Langit sendiri memutuskan untuk tidur di lantai kamar Sean dengan beralaskan karpet yang ia temukan di bawah ranjang Sean. Bodoamatlah, ia mengantuk.
"Kak Langit, itu ada selimut di lemari gue, ambil aja. Takut masuk angin entar," ucap Sean yang diangguki oleh Langit.
"Se, diem! Gue mau tidur!" Ini Jean yang bergumam, ia mengeratkan pelukannya pada tubuh Sean, membuat Sean jadi terkekeh kecil.
"Kak, gue udah gede, btw!" cicit Sean yang sudah pasrah berada di dekapan Jean.
"Bodoamat, gue udah lama pengen punya adek. Sekalinya dapet dah gede aja. Tapi gue menolak fakta, lo tetep jadi adek kecil gue! Nggak usah protes!" lirih Jean yang sudah memejamkan mata, siap memasuki alam mimpi.
Hati Sean menghangat, senyumannya mengembang sempurna. Tanpa membalas apapun, ia memutuskan untuk ikut memejamkan mata.

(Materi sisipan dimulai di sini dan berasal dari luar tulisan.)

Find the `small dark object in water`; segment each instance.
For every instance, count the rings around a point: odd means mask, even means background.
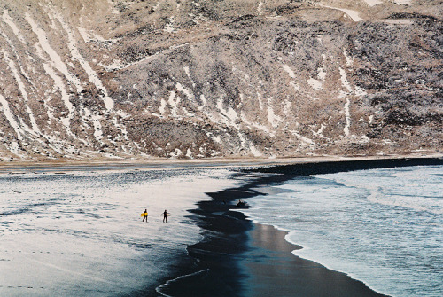
[[[238,202],[237,203],[237,206],[239,207],[245,207],[246,206],[246,202],[242,201],[242,200],[238,200]]]

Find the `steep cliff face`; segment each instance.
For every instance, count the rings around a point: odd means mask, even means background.
[[[0,158],[443,147],[441,1],[0,3]]]

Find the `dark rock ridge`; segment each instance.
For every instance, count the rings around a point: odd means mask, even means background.
[[[443,147],[441,1],[3,0],[0,160]]]

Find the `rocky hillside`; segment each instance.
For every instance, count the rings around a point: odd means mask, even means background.
[[[1,0],[0,160],[443,148],[443,3]]]

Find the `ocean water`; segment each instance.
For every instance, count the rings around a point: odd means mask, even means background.
[[[443,167],[369,169],[257,189],[253,221],[288,231],[293,254],[392,296],[443,296]]]
[[[188,210],[237,183],[228,169],[62,169],[0,174],[0,296],[152,289],[201,240]]]

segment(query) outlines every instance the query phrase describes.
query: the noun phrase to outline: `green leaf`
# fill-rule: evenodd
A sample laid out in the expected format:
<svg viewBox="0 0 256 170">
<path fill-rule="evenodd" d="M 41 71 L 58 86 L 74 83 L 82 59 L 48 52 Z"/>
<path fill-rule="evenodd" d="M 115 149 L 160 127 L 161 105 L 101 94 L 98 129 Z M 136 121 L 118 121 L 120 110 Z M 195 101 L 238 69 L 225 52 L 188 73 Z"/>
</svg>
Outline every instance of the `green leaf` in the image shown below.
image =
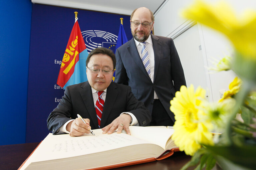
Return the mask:
<svg viewBox="0 0 256 170">
<path fill-rule="evenodd" d="M 256 145 L 205 146 L 214 155 L 221 156 L 234 163 L 252 169 L 256 167 Z"/>
<path fill-rule="evenodd" d="M 202 170 L 203 168 L 205 167 L 208 156 L 208 155 L 207 155 L 204 154 L 201 157 L 201 160 L 200 161 L 200 163 L 196 169 L 195 169 L 195 170 Z"/>
<path fill-rule="evenodd" d="M 190 166 L 194 166 L 198 163 L 200 160 L 201 155 L 204 152 L 201 151 L 201 149 L 199 150 L 196 152 L 191 158 L 191 160 L 183 166 L 180 170 L 185 170 Z"/>
<path fill-rule="evenodd" d="M 213 168 L 216 163 L 216 160 L 211 154 L 209 154 L 206 162 L 206 170 L 211 170 Z"/>
<path fill-rule="evenodd" d="M 244 106 L 241 106 L 241 117 L 244 120 L 244 123 L 247 124 L 250 124 L 251 119 L 250 110 Z"/>
</svg>

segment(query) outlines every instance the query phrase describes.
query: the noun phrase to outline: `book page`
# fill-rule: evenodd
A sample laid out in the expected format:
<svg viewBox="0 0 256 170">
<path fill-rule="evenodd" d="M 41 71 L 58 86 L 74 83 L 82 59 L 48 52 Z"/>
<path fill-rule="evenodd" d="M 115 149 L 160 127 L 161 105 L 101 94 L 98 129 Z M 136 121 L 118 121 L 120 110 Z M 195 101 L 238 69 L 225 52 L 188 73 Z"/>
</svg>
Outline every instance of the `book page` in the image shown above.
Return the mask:
<svg viewBox="0 0 256 170">
<path fill-rule="evenodd" d="M 71 137 L 69 134 L 53 135 L 50 133 L 25 164 L 88 155 L 139 144 L 150 143 L 123 133 L 102 134 L 101 129 L 94 129 L 93 131 L 95 136 L 90 134 L 75 137 Z M 22 168 L 27 166 L 24 164 Z"/>
<path fill-rule="evenodd" d="M 129 129 L 132 136 L 158 145 L 166 150 L 167 142 L 173 133 L 174 130 L 166 126 L 131 126 Z M 122 132 L 125 133 L 123 131 Z"/>
</svg>

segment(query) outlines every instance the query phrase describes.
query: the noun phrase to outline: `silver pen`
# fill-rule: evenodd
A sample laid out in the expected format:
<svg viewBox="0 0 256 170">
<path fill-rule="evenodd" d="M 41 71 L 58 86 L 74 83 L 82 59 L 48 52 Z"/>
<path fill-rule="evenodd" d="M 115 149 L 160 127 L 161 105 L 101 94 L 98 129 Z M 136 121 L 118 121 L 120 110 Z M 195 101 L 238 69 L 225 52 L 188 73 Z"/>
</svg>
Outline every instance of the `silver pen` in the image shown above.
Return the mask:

Sepertinya malam ini ia akan tidur dengan sangat nyenyak.
Dan benar saja, saking nyenyaknya kini bangun-bangun ia sudah tak mendapati Jean yang tadi tidur di sampingnya.
Sean mengerjab, mengubah posisinya menjadi duduk dengan mata setengah terpejam. "Kak Jean kemana? Udah pulang?" gumamnya sendiri.
Ia merangkak ke tepi ranjang—masih sangat malas untuk bangun—melihat ke bawah, tapi Langit pun tak ada di tempatnya. "Beneran udah pulang? Kok nggak bangunin gue?"
Sean merenggangkan badan, tangannya ia gunakan untuk menggaruk lengannya yang gatal. Pemuda berwajah bantal khas orang bangun tidur itu mengedarkan pandangannya. Ia menyipitkan mata saat mendapati Elena yang tengah nongkrong di atas lemari dengan wajah berseri.
"Seneng amat kayaknya, El. Abis ngapain?" tanyanya heran.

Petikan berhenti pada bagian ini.